As a teenager, Neil McCormick had ambitions to be a global rock star. So, unfortunately, did his schoolmate Paul Hewson.
Bono, as he became universally known, achieved all the ambitions that McCormick and his brother Ivan had set out for themselves.
As U2 rose to world domination, they fell short first as Yeah Yeah! and then Shook Up!. They even got a record deal, but ran out of luck.
Eight years ago McCormick wrote a book about his travails in the music industry called 'I Was Bono's Doppelganger' and the European premiere of Killing Bono, the movie loosely based on book, took place at The Savoy in O'Connell Street last night.
"This is a movie that celebrates failure," said director Nick Hamm who optioned the book after it first came out in 2003.
The title comes from Bono's contention that he had stolen all McCormick's luck and the only way out was to kill the U2 singer.
For once McCormick upstaged his doppelganger who is in New York trying to fix the gargantuan mess that has become the Spiderman musical.
Ironically, last night was supposed to have been the world premiere of the musical now postponed (again) until June. The band were given a preview of the film in Australia while they were on tour.
"This is how we always imagined we would come back to Dublin. It took a little bit longer to get here than planned, 28 years," joked Neil (49), the elder of the brothers by two years.
The pair left Ireland to pursue their musical ambitions in London in 1983. Both are still involved in music: Neil as the rock critic with The Daily Telegraph; Ivan as a guitarist in the covers band 29 Fingers and also as a writer of movie soundtracks.

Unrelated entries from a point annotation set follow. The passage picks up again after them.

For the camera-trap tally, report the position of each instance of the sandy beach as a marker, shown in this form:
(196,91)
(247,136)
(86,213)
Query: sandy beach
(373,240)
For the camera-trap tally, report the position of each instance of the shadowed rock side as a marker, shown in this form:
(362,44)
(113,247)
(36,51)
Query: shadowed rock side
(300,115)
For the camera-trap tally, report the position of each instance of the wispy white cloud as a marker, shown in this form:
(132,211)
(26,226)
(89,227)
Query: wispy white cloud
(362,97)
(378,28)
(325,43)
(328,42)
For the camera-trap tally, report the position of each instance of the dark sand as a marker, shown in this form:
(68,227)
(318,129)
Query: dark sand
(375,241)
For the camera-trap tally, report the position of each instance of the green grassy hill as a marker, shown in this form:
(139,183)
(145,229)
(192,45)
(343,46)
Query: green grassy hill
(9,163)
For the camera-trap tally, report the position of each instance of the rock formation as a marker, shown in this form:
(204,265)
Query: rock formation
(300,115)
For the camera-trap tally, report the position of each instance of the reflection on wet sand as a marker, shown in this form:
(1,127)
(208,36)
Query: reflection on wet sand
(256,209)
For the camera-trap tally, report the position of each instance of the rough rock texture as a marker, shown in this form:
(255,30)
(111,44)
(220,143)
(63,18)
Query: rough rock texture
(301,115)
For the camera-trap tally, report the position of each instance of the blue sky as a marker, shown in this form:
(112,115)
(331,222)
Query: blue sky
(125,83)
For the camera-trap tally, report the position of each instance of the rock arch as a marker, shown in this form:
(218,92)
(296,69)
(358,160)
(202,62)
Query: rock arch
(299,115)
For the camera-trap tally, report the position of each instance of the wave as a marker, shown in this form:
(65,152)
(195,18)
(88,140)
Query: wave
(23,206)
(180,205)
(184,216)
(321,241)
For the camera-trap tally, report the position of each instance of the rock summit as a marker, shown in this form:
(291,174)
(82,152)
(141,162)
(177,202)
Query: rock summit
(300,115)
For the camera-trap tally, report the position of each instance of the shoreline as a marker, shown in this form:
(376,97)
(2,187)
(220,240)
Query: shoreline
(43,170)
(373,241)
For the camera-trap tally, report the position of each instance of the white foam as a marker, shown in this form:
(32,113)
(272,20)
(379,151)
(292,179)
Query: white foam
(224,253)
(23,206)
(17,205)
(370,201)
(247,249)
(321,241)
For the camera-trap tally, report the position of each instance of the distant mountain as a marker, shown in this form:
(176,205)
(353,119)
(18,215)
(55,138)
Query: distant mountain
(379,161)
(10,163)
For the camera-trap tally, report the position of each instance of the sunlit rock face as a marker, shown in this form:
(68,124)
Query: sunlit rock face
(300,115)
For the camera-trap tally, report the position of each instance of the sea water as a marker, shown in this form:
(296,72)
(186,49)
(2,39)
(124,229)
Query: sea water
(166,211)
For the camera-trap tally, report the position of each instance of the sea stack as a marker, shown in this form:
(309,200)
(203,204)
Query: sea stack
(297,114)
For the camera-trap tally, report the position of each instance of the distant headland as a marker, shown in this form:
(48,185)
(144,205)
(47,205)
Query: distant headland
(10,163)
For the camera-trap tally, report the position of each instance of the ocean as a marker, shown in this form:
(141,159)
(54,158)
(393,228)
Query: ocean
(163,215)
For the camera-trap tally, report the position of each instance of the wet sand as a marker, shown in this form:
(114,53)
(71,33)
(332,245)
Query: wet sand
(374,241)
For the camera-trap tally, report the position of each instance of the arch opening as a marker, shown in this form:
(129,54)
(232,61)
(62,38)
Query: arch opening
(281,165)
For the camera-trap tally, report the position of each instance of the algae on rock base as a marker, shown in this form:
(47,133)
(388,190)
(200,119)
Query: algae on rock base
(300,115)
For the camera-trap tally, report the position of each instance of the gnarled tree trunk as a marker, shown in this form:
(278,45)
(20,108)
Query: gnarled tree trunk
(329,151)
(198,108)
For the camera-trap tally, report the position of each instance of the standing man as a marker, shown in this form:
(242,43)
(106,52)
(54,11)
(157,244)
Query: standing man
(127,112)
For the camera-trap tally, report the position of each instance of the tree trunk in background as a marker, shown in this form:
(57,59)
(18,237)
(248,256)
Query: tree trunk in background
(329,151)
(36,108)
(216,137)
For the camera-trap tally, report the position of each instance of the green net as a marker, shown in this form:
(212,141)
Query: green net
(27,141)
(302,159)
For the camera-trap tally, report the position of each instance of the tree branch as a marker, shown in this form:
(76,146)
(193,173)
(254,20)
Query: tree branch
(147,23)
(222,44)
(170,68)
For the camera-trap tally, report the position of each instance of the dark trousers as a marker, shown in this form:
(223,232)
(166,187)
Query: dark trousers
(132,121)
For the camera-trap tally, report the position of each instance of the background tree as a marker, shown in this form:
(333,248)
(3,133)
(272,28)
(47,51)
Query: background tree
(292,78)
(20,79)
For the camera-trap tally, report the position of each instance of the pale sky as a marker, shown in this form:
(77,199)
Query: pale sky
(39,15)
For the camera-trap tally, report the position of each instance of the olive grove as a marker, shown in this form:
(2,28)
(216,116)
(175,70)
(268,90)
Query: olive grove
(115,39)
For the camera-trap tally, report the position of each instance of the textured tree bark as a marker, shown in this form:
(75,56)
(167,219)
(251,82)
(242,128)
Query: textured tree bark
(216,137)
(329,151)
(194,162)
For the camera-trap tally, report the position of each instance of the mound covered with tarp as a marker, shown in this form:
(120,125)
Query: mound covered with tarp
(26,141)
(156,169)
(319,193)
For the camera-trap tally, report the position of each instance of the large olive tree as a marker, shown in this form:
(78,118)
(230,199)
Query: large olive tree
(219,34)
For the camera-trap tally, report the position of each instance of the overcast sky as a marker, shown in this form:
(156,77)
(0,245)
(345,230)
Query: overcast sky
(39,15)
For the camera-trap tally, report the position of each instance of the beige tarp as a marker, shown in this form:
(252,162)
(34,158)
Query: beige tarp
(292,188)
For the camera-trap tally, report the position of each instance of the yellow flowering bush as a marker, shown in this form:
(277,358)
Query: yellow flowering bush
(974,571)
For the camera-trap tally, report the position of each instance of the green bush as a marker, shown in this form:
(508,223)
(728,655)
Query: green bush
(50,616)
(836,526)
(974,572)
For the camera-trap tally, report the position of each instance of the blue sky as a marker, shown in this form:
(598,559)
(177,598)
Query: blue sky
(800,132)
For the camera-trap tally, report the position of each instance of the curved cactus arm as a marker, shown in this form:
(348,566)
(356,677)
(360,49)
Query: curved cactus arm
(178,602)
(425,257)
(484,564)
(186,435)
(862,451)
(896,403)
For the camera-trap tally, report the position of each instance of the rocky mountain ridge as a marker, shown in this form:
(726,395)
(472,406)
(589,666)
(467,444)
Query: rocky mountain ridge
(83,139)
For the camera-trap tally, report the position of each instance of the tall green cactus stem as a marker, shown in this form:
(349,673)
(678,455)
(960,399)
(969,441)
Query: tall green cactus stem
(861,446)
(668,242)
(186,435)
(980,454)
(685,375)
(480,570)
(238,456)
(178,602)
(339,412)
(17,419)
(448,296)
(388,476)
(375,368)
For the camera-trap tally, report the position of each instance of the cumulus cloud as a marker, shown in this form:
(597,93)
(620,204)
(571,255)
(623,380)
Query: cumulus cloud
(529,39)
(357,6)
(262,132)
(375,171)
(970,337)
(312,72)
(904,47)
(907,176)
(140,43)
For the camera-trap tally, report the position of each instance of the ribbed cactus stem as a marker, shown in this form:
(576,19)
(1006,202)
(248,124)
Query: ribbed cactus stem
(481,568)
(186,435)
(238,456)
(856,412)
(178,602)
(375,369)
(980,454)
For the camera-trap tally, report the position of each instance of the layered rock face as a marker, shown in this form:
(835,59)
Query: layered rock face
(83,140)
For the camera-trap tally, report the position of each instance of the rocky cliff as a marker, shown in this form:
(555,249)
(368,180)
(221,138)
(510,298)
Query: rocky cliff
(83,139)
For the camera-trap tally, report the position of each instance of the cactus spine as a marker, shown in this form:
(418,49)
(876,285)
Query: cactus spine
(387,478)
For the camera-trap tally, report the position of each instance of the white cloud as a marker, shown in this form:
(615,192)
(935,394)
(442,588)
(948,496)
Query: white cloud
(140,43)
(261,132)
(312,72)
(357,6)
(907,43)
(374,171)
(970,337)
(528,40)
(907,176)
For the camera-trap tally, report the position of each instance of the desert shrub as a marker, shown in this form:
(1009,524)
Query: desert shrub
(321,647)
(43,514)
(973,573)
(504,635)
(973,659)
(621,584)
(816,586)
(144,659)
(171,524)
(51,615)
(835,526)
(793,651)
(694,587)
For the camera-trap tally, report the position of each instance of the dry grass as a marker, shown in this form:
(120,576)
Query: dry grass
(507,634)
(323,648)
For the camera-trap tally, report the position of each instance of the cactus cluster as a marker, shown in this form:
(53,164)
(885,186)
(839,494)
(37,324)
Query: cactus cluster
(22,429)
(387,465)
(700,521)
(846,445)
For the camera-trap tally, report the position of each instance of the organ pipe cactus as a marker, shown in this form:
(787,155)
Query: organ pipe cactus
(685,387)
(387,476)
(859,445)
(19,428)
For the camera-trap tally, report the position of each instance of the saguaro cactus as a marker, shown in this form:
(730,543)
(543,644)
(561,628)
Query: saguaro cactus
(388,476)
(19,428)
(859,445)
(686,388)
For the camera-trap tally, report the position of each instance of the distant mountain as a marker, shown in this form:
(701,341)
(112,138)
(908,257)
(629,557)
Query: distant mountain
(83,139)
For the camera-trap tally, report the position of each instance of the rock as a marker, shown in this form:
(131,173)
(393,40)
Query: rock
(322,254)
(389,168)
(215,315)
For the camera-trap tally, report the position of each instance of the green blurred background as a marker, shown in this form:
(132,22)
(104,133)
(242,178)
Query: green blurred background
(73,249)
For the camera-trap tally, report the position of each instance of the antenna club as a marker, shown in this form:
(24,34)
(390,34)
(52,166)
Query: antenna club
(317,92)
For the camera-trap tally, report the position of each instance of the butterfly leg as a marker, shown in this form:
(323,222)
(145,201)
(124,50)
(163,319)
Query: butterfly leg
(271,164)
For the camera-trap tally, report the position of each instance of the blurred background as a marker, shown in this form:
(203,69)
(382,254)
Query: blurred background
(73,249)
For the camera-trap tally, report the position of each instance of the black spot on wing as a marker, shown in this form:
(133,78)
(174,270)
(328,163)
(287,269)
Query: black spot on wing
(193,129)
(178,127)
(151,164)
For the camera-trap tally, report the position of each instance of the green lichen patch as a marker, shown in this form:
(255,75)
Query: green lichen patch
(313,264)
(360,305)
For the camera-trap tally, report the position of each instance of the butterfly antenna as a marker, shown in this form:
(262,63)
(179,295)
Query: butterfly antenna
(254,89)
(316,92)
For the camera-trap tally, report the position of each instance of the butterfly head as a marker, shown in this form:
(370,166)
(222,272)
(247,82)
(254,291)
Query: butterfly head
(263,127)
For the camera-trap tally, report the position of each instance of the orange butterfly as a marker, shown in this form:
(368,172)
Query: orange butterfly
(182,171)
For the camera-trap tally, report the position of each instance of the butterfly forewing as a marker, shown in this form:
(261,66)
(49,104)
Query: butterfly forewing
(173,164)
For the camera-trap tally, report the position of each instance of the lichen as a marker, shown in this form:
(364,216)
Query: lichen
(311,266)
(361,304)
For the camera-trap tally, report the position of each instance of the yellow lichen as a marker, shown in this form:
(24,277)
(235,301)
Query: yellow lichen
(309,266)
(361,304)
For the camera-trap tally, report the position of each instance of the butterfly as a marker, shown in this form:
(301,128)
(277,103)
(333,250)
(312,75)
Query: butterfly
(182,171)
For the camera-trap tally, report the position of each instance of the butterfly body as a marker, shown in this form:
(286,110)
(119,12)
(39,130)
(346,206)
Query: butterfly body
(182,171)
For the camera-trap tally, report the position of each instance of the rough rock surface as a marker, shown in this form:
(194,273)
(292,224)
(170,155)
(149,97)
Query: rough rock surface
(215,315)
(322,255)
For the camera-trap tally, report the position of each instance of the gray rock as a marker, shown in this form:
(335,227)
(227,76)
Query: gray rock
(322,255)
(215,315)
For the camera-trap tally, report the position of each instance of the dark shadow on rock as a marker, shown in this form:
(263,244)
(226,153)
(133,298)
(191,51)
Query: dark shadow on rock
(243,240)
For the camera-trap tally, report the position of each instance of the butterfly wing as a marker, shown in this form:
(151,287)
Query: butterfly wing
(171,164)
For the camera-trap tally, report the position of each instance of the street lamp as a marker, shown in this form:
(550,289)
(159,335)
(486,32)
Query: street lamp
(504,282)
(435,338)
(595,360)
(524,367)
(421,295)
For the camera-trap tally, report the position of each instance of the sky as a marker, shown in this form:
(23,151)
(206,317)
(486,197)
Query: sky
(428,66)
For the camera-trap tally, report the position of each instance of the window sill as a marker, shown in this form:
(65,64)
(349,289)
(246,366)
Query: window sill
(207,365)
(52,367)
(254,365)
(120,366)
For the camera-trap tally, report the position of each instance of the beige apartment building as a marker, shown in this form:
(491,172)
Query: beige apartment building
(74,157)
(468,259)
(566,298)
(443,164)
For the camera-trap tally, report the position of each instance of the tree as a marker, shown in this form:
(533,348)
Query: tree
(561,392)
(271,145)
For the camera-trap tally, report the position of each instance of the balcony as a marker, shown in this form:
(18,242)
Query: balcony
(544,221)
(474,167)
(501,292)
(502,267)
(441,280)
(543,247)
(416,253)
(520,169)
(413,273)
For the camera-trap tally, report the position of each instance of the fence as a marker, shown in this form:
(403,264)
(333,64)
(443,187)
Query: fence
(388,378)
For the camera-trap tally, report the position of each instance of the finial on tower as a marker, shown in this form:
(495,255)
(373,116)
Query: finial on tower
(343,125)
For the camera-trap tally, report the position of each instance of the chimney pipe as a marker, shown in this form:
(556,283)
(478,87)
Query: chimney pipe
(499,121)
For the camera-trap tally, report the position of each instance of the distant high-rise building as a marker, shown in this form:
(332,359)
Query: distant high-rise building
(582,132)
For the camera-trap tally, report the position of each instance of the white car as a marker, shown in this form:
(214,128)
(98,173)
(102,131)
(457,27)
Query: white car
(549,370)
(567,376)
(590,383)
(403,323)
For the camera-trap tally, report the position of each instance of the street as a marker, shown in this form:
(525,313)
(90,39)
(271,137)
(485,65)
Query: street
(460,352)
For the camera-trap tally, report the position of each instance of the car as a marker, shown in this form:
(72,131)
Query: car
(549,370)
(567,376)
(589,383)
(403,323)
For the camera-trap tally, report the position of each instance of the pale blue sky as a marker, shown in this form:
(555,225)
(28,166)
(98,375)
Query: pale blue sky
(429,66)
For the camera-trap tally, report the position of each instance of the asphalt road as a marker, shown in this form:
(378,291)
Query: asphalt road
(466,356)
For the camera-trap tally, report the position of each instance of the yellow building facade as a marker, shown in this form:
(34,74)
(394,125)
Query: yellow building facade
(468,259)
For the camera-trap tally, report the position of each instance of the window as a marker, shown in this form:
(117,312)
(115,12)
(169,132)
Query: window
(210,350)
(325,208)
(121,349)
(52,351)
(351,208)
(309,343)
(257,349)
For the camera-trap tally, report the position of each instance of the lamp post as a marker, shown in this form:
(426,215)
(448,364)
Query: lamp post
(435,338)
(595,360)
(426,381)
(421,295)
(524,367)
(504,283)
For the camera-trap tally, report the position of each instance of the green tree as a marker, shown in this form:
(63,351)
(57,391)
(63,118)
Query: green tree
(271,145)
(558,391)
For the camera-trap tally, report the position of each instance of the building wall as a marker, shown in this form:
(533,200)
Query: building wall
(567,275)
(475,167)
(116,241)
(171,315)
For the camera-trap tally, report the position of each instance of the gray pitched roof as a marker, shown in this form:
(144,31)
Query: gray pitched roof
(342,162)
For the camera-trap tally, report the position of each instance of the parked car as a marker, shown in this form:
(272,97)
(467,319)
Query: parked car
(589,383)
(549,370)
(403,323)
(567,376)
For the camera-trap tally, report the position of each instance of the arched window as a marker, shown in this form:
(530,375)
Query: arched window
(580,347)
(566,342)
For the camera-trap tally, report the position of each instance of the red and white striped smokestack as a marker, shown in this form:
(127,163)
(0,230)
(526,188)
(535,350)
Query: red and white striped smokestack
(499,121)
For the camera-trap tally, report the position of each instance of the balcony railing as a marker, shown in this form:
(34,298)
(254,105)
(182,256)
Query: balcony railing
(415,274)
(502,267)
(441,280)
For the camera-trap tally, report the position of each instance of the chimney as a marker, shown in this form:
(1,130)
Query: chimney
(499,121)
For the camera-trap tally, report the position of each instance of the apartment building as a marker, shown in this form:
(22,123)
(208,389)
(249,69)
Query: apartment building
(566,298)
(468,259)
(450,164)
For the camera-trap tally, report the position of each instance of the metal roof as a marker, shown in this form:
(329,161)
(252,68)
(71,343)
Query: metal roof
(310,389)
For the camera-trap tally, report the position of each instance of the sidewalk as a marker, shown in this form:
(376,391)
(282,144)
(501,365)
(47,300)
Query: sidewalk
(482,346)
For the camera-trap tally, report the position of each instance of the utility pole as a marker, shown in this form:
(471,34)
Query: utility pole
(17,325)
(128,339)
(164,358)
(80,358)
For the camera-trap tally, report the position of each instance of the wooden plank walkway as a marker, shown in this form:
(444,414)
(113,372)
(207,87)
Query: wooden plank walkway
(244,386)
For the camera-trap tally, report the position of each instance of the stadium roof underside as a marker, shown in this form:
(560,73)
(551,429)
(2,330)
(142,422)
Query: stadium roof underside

"I am living my dream in my little Hampshire cottage with my three kids and my lovely wife," said Ivan.
Neil is played by English actor Ben Barnes who makes a decent fist of the Irish accent; Ivan by Irish actor Robert Sheehan.
"I was flattered when the best-looking actor in Britain and the best-looking actor in Ireland played us," quipped Neil.
Bono is played by Northern Irish actor Martin McCann and most of the movie was filmed in the North.
Barnes and Sheehan had to fight off the attention of teenage girls who turned up last night for the premiere.
Barnes said he was banned from meeting Neil McCormick before playing in the movie by the director.
"He (Hamm) said that if I tried to capture any of his mannerisms, the film would be unwatchable. I was really nervous because I've made him out to be a totally incompetant misfit. He sweated his way through watching it the first time and he has got a little bit easier with it."